Take your infra-as-code to the next level

Ryan Cartwright - Dec 7 '21 - - Dev Community

Spacelift is a specialized, Terraform-compatible continuous integration and deployment (CI/CD) platform for infra-as-code. It's designed and implemented by long-time DevOps practitioners based on previous experience with large-scale installations - dozens of teams, hundreds of engineers and tens of thousands of cloud resources.

At the same time, Spacelift is super easy to get started with - you can go from zero to fully managing your cloud resources within less than a minute, with no pre-requisites. It integrates nicely with the large players in the field - notably GitHub and AWS.

If you're new to Spacelift, please spend some time browsing through the articles in the same order as they appear in the menu - start with main concepts and follow with integrations. If you're more advanced, you can navigate directly to the article you need, or use the search feature to find a specific piece of information.

Do I need another CI/CD for my infrastructure?

Yes, we believe it's a good idea. While in an ideal world one CI system would be enough to cover all use cases, we don't live in an ideal world. Regular CI tools can get you started easily, but Terraform has a rather unusual execution model and a highly stateful nature. Also mind the massive blast radius when things go wrong. We believe Spacelift offers a perfect blend of regular CI's versatility and methodological rigor of a specialized, security-conscious infrastructure tool - enough to give it a shot even if you're currently happy with your infra-as-code CI/CD setup.

In the following sections, we'll try to present the main challenges of running Terraform in a general purpose CI system, as well as show how Spacelift addresses those. At the end of the day, it's mostly about two things - collaboration and security.

Collaboration

Wait, aren't CIs built for collaboration?

Yes, assuming stateless tools and processes. Running stateless builds and tests is what regular CIs are exceptionally good at. But many of us have noticed that deployments are actually tricker to get right. And that's hardly a surprise. They're more stateful, they may depend on what's already running. Terraform and your infrastructure in general is an extreme example of a stateful system. It's so stateful that it actually has something called state (see what we just did there?) as one of its core concepts.
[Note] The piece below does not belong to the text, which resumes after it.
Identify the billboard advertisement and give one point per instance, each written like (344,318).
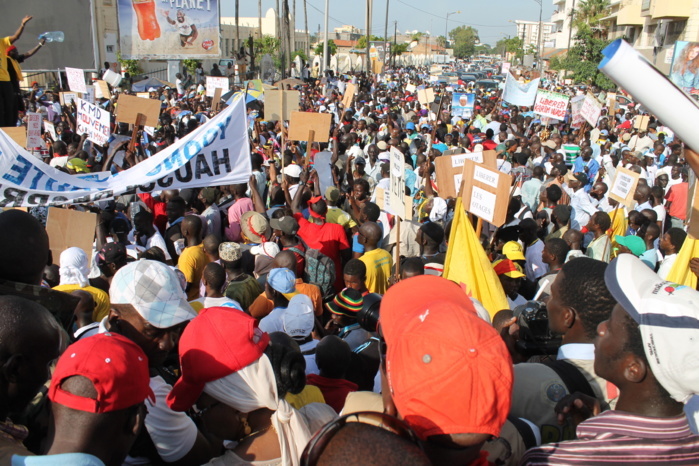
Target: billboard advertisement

CIs generally struggle with that. They don't really understand the workflows they run, so they can't for example serialize certain types of jobs. Like terraform apply, which introduces actual changes to your infrastructure. As far as your CI system is concerned, running those in parallel is fair game. But what it does to Terraform is nothing short of a disaster - your state is confused and no longer represents any kind of reality. Untangling this mess can take forever.

But you can add manual approval steps

Yes, you can. But the whole point of your CI/CD system is to automate your work. First of all, becoming human semaphore for a software tool isn't the best use of a highly skilled and motivated professional. Also, over-reliance on humans to oversee software processes will inevitably lead to costly mistakes because us, humans, are infinitely more fallible than well-programmed machines. It's ultimately much cheaper to use the right tool for the job than turn yourself into a part of a tool.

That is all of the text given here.